A very good argument for taking early action to avoid such a crisis.
cicerone imposter
 
  0  
Reply Fri 8 Apr, 2011 12:19 pm
@georgeob1,
Your use of a hatchet is not rational when a scalpel is sufficient.

The GOP is holding up this budget process by demanding the defunding for women's health for some $300 million dollars from a $1.7 trillion budget.

The GOP has no problem spending money for wars. Here's what the wars are costing this country.

http://costofwar.com/en/

Cycloptichorn
 
  0  
Reply Fri 8 Apr, 2011 12:23 pm
@georgeob1,
georgeob1 wrote:

Their "rejection" of needed reforms won't count for much when the foreign money stops rolling in.

A very good argument for taking early action to avoid such a crisis.


So let it stop. They would be better served by that then these shitty austerity plans, which are guaranteed to screw their country for a long time. Ireland saw the truth of this and shitcanned their government for daring to do the same thing.

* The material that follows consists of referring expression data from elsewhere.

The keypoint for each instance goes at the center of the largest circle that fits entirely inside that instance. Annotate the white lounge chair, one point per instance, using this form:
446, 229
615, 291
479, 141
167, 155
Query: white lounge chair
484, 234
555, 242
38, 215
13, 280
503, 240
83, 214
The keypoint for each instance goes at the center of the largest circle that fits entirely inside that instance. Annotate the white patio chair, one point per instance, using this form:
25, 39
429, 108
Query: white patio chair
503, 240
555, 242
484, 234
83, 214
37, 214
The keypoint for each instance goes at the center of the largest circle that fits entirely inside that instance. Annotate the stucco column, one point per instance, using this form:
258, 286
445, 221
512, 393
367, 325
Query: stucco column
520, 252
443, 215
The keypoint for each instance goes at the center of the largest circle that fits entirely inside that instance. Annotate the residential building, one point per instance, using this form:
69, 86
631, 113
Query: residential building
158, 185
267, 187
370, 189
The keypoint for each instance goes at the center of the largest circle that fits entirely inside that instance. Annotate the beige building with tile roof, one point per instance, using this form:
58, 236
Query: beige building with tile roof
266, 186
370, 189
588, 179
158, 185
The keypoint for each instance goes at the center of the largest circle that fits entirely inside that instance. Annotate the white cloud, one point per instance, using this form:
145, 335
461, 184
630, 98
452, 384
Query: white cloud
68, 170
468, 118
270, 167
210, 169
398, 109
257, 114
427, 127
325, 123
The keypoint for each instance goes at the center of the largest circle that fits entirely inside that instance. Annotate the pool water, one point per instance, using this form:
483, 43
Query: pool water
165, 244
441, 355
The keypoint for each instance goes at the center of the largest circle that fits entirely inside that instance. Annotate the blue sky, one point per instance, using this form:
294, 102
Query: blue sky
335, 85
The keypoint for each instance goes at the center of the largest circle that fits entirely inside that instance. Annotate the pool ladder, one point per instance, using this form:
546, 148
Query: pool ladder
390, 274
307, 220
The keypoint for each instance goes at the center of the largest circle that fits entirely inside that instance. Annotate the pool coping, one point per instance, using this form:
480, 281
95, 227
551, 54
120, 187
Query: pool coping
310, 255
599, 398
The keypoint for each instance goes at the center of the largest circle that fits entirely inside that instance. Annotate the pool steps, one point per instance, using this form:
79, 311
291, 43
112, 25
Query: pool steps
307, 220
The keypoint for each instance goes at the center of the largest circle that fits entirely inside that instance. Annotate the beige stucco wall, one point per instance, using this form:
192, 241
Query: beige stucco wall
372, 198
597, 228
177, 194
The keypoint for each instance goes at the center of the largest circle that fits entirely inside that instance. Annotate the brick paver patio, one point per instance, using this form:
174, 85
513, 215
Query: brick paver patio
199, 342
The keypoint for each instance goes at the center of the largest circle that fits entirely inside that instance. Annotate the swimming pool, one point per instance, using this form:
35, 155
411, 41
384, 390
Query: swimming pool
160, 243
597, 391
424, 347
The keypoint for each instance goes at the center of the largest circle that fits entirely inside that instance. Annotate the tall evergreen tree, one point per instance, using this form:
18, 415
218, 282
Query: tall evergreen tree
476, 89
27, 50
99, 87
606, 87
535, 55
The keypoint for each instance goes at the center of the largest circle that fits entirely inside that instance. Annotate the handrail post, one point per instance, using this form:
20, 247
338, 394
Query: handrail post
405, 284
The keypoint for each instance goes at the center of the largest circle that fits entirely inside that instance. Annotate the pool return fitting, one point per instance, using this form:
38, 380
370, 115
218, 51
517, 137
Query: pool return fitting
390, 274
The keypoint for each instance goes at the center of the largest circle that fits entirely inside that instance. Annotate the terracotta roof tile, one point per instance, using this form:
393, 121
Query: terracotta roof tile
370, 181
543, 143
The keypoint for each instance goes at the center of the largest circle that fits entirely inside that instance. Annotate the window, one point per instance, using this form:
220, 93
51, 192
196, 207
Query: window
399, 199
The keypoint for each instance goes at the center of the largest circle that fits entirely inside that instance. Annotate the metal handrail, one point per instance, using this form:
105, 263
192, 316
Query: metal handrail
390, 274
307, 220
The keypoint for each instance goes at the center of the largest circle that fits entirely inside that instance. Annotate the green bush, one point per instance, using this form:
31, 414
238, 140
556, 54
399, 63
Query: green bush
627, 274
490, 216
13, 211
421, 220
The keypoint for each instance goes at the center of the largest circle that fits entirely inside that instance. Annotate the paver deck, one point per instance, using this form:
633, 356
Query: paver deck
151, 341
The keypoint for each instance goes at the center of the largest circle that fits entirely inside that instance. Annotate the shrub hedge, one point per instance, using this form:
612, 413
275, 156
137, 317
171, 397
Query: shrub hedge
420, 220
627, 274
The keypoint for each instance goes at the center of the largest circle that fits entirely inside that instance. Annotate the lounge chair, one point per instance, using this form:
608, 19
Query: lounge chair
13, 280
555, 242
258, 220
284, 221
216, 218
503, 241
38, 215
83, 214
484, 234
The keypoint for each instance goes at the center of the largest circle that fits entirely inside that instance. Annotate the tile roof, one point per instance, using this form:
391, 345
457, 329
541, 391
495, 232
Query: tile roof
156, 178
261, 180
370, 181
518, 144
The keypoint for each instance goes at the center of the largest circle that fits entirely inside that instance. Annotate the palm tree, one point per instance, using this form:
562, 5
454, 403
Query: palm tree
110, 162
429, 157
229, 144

No response to my earlier - and dare I say, trenchant - points that a) our situation is nothing like Portugal in any way, shape or fashion, and b) that medicare (and SS for that matter) are in no danger of sinking us as long as we make modest increases to taxation? At all?

Cycloptichorn
0 Replies
 
JTT
 
  1  
Reply Fri 8 Apr, 2011 01:37 pm
@cicerone imposter,
http://costofwar.com/en/

I tried to embed this in a new discussion. It was a long shot, didn't think it would work.

Every, roughly 15 seconds, another 100 grand is spent. The total, since 2001, is now at,

$1,117,238,***,***

Those asterisks represent that it's meaningless to try to write a number, it changes so fast.

Consider that that's only the monetary element. It doesn't consider the vast amount of suffering and death that two innocent countries have been subjected to by the duplicity of the US, the UK and some other perfidious governments.

Sorry, I was mistaken. It's now at,

$1,117,236,***,***

cicerone imposter
 
  0  
Reply Fri 8 Apr, 2011 02:02 pm
@JTT,
JTT, What is shows is that the GOP prefer to use money to kill women than to use it for their health.

Makes a lot of sense if you're demented.
0 Replies
 
Fido
 
  1  
Reply Fri 8 Apr, 2011 02:11 pm
@H2O MAN,
H2O MAN wrote:



Give the democrats some well deserved credit, they have
worked really ******* hard to make this shut-down a reality.
If they give away the house they won't get re-elected, and they have given too much already... It is repubs who are looking for the brink... The dems should show them where it is and dare them to step over the edge... And if the dems have one man bone in their chicken bodies they won't start up the government till the repubs get on their knees, and beg, and give back everything they already had a deal on... Shut it down, and let it die... It is time to write a new constitution.